Computer-aided nodule assessment and risk yield (CANARY) can noninvasively characterize pulmonary nodules of the adenocarcinoma spectrum. Unsupervised clustering analysis of high-resolution computed tomography data identified nine unique exemplars representing the basic radiologic building blocks of these lesions. The exemplar distribution within each nodule correlated well with the proportion of histologic tissue invasion, Spearman R = 0.87, p < 0.0001 and 0.89 and p < 0.0001 for the training and the validation set, respectively.
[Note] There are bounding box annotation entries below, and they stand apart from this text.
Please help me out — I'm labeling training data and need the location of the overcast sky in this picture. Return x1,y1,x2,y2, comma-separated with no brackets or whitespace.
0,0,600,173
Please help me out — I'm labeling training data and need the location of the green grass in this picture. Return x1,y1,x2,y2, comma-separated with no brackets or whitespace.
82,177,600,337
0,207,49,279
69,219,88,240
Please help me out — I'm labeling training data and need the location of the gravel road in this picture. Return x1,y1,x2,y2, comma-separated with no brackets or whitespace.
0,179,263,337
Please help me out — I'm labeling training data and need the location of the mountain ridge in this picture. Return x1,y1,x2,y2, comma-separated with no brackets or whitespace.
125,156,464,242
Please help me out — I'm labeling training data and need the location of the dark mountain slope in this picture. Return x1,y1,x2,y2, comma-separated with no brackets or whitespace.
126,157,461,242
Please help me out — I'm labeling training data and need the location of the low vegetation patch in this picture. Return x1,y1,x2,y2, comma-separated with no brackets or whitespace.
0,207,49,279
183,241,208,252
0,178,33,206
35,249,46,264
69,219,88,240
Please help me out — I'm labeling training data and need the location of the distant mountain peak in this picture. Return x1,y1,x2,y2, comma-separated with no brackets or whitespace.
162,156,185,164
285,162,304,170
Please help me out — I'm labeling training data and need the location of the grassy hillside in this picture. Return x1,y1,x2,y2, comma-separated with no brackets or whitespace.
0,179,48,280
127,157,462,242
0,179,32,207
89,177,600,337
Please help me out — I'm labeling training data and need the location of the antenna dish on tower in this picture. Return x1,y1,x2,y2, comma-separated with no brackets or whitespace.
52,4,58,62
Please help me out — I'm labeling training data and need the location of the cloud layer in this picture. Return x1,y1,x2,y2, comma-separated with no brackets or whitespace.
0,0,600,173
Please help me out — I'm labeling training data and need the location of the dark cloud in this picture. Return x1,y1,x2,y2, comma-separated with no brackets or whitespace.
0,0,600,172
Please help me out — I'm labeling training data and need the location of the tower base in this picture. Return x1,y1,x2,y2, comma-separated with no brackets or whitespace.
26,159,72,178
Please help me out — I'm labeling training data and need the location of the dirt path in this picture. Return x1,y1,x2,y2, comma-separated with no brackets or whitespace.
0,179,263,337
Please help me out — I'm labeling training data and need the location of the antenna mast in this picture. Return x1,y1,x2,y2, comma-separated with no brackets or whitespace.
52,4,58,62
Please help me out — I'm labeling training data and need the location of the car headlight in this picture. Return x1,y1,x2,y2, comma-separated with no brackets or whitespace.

Clustering of the exemplars in three-dimensional space corresponding to tissue invasion and lepidic growth was used to develop a CANARY decision algorithm that successfully categorized these pulmonary nodules as "aggressive" (invasive adenocarcinoma) or "indolent" (adenocarcinoma in situ and minimally invasive adenocarcinoma). Sensitivity, specificity, positive predictive value, and negative predictive value of this approach for the detection of aggressive lesions were 95.4, 96.8, 95.4, and 96.8%, respectively, in the training set and 98.7, 63.6, 94.9, and 87.5%, respectively, in the validation set.

CONCLUSION

CANARY represents a promising tool to noninvasively risk stratify pulmonary nodules of the adenocarcinoma spectrum.

摘要

简介

肺腺癌谱系中的肺结节具有独特的形态学和影像学特征,以及不同的预后。需要非侵入性的高分辨率计算机断层扫描风险分层工具来个体化管理这些结节。

方法

在一组 54 个肺腺癌谱系肺结节的训练集中开发了组织侵袭的放射学测量,并在 86 个连续切除的结节中进行了验证。通过计算机辅助分析对结节进行分离和特征描述,并通过 Spearman 相关系数、敏感性、特异性以及阳性和阴性预测值进行数据分析。

结果

计算机辅助结节评估和风险预测(CANARY)可以对肺腺癌谱系中的肺结节进行非侵入性特征描述。高分辨率计算机断层扫描数据的无监督聚类分析确定了 9 个独特的示例,代表了这些病变的基本影像学构建块。每个结节中示例的分布与组织侵袭的比例密切相关,Spearman R 值分别为 0.87(p<0.0001)和 0.89(p<0.0001),用于训练集和验证集。根据组织侵袭和贴壁生长的三维空间对示例进行聚类,开发了 CANARY 决策算法,该算法成功地将这些肺结节分类为“侵袭性”(浸润性腺癌)或“惰性”(原位腺癌和微浸润性腺癌)。在训练集中,该方法检测侵袭性病变的敏感性、特异性、阳性预测值和阴性预测值分别为 95.4%、96.8%、95.4%和 96.8%,在验证集中分别为 98.7%、63.6%、94.9%和 87.5%。

结论

CANARY 是一种有前途的非侵入性肺腺癌谱系肺结节风险分层工具。